南シナ海

■フィリピンの訴えの詳細
オランダ、ハーグにある常設仲裁裁判所は、7月12日中国の南シナ海における「九段線」に基づく権益主張に対し、これを否定する裁定を下した。

この仲裁裁判は、南シナ海の領海や漁業資源などで中国と争うフィリピンが求めたもので、領海線の確定を狙ったものではなく、国連海洋法に基づき、南シナ海における排他的経済権益の範囲や中国の係争地域での建設作業や漁業が海洋法で許容される範囲のものであるかどうかが争われた。

中国はフィリピンの訴えを違法として裁判所の管轄権を否定するとともに、その裁定には従わないことを表明している。しかし、中国の主権主張の根拠を否定する仲裁裁判所の裁定は、この地域での領土問題に大きな政治的インパクトを与えるものとみられる。

フィリピンの訴えは大きく分けて4つあった。第一は、中国の「九段線」が国連海洋法の下で中国の「歴史的権益」とみなされるかである。第二は、中国とフィリピンが権益を主張する海洋の諸形態が、島か、岩か、干潮時に海面上に現れる、あるいは満潮時に海面下となる岩礁なのかどうかである。その判断によって、それから得られる海洋での権益の範囲が決まることになる。

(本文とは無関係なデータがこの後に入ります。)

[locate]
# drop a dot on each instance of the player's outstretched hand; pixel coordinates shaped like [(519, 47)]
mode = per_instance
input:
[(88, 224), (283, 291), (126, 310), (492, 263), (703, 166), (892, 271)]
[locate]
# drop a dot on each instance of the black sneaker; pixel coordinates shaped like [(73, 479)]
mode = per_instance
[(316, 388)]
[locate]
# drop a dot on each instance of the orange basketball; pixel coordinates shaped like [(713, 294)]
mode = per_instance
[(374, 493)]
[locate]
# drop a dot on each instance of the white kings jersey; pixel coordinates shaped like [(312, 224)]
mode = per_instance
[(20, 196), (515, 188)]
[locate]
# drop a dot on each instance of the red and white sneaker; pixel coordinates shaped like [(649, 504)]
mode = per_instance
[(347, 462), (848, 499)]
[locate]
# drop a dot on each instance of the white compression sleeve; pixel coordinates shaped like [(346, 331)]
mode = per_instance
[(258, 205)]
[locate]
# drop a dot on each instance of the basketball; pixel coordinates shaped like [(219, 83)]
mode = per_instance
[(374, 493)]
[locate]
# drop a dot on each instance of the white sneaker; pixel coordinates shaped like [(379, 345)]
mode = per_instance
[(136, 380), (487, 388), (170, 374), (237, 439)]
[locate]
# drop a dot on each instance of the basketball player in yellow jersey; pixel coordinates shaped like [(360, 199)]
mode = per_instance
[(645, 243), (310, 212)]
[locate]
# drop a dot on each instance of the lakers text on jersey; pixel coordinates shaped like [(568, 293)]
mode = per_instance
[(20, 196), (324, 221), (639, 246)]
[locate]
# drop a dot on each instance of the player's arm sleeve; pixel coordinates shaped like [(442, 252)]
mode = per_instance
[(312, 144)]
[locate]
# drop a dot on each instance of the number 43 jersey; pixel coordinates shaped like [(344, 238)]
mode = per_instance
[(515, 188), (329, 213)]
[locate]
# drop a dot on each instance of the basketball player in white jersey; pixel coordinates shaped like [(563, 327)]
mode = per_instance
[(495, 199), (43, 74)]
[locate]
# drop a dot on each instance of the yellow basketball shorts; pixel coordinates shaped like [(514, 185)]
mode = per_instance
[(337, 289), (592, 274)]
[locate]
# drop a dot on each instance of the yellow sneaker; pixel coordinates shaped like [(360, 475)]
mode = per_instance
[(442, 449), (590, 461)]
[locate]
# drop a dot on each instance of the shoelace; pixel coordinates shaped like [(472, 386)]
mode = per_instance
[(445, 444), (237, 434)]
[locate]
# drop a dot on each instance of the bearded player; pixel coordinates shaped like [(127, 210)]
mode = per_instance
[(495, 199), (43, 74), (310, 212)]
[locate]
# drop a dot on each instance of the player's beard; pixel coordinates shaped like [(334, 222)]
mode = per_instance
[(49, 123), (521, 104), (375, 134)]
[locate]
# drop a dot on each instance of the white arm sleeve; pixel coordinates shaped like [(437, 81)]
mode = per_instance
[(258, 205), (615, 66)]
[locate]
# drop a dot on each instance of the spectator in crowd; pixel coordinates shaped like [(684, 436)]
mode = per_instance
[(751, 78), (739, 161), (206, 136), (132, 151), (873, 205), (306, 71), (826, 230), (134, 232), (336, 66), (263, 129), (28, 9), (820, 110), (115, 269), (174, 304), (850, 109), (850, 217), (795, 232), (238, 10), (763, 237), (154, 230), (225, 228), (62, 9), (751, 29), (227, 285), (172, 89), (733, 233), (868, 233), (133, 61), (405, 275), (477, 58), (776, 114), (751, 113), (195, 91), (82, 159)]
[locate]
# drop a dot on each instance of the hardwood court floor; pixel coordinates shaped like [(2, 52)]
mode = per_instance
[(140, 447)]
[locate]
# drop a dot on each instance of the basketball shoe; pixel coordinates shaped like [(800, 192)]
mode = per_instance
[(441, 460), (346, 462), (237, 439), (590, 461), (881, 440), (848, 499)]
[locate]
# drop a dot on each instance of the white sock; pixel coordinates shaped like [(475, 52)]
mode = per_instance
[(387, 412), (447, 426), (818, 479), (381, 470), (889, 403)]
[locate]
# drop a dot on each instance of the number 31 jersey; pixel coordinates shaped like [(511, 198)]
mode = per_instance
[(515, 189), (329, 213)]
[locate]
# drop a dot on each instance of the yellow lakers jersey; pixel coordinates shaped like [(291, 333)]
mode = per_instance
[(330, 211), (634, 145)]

第三は、南シナ海における中国の行動や建設事業、漁業が海洋法の下でフィリピンの主権と行動の自由を侵害するものかどうかである。そして、第四は、この仲裁が始まってから、中国の南沙諸島における大規模は埋め立てや人工島建設といった行動が係争を違法に悪化させ、長引かせることにつながっているかである。